While Eric Payne said that he doesn't disagree that this area probably should be commercial in the future, he said "my conscious tells me to stick with the people in the area."
"I don't know when it is that we stopped listening," said a very adamant Eric Payne. "We're supposed to be a body that represents the people and the people of the district in that area are telling us they don't want this particular type of development. They worked very hard why they don't want it."
He added there aren't a shortage of stores similar to that of a Meijer throughout Waukesha. Some aldermen brought up that point but still voted in favor of the change.
"So the argument that we need a development of this type is nonsense," he said. "There's plenty of places — not exactly the same — but similar places to shop on every side of town."
Cummings said she supported the neighbors in that area who "did their homework" at this site.
Updates can be made
The Plan Commission has previously recommended in favor of the land use change and has given the development its full support after making updates to improve the development and to address some of the initial concerns.

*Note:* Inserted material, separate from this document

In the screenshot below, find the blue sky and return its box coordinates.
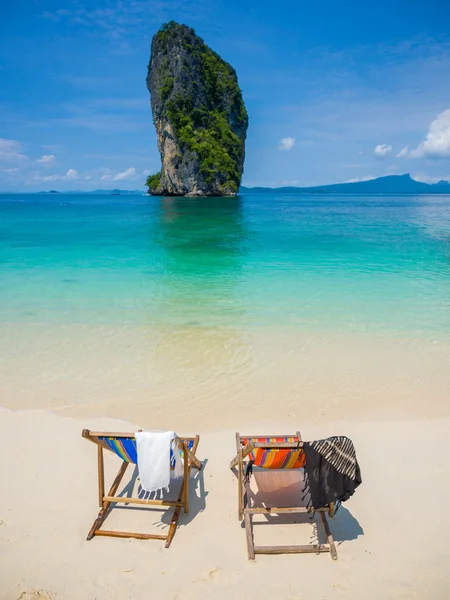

And updates can still be made at the Plan Commission level and a public hearing on the rezoning and the planned unit development site plan before the Common Council still has to take place before the project is finalized.
But the fact the project got over this hurdle was upsetting to many residents who have stated why bringing in Meijer isn't best for the area on numerous occassions. The main concerns are noise and light pollution, safety from the increased traffic, that adding a new supercenter will hurt other nearby businesses and that the big-box store should not be a 24-hour operation.
Others, however, including a majority on the Common Council, said the development would help the tax base in this area and rejuvenate the east side of Sunset.
The old nearby Kmart site is in the process of undergoing a renovation as a way to rejuvenate the 11.7-acre parcel that has been vacant for close to two years.
But Randy Roth of Endeavour Corp. reiterated last week that tenants would not move into the 115,000-square-foot building at 120 E. Sunset Drive if the Common Council didn't approve the Meijer plan. For Roth and the potential tenants who wanted to be close to an anchor store, last week's land use change was a step in the right direction.
Keeping neighbors in mind
It's not official yet and Reiland said through various meetings, the neighbors' concerns will be addressed.
"I'm not turning my back on those concerns," Reiland said, "I truly believe Meijer would be a good neighbor. Even though I'm supporting the modifications to the site, I will make a promise that I will work with Alderman Johnson for the best solutions on the concerns that have been raised."
That's what Ostrowski's goal is as well.
"We're still going to work with neighbors to get input so we can be good neighbors," Ostrowski said. "And like some of the aldermen touched on it's not a done deal. We still have a ways to go."
But the path has now become much clearer.